A total of 53 trials with 329,897 participants were included in the analysis. The average age was 62 years and 73% were men. Regarding regions, 39.5% of participants were from Europe, 16.0% from North America, 9.0% from Japan, 2.8% from Australasia (Australia and New Zealand), 1.8% from South America, 1.1% from Asia, 0.6% from South Africa and 29.2% were unspecified. Many trials did not report ethnicities; among those that did, there were 60.3% White participants, 20.2% Japanese, 9.4% Asian, 5.5% Black and 4.7% Latin American.
LDL cholesterol lowering reduced MACE across all regions, with risk reductions of 20% worldwide, 25% in Australasia, 25% in North America, 24% in the USA, 24% in Europe and 27% in Japan. In studies reporting outcomes by ethnicity, risk reductions with LDL cholesterol lowering were 45% in Blacks and 27% in Japanese.
Head-to-head comparisons between regions and ethnicities revealed no significant differences in MACE reduction with lipid-lowering therapy. For example, the effects were similar in Europe vs. North America, South Africa vs. North America, South America vs. North America, Australasia vs. USA, Asia vs. North America and non-North America vs. North America.

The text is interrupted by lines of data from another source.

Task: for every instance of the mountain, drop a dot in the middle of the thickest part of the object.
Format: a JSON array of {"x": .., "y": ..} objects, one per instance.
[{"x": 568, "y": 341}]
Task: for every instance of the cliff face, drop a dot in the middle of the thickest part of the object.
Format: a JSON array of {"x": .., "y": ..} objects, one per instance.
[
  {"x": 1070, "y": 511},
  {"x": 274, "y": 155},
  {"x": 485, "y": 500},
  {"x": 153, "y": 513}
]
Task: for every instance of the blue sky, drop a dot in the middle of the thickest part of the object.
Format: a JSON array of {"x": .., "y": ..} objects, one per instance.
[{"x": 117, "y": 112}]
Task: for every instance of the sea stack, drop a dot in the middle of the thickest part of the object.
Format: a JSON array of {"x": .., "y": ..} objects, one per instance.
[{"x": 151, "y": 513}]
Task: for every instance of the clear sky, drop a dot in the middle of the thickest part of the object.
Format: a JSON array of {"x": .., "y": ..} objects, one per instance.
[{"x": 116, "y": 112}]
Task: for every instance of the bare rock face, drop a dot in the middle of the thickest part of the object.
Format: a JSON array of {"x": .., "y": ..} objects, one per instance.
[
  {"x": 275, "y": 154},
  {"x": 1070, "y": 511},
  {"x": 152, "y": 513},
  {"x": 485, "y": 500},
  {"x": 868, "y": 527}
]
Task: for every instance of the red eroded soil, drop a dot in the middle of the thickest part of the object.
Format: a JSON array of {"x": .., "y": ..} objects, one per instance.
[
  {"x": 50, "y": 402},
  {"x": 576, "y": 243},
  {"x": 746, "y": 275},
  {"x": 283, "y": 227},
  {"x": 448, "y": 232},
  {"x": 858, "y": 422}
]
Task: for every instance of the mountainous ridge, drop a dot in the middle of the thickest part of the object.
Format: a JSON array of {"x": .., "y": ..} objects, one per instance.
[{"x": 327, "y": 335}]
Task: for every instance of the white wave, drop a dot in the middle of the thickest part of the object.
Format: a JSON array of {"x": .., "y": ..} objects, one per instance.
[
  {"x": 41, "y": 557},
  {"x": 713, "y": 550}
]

Dr. Sawant said: “The findings highlight poor recruitment of minority groups including South Africa, South America and Asia as well as Black, Latin American and Asian ethnicities. Previous research has shown undertreatment of certain populations; for example, those of Black ethnicity are less likely to be prescribed statins than their White counterparts. In our study, however, MACE was consistently reduced across regions and ethnicities, indicating that the benefits of lowering LDL cholesterol are universal. This means that all patients should receive lipid-lowering treatment when indicated, regardless of ethnicity or region, to ensure equitable healthcare.”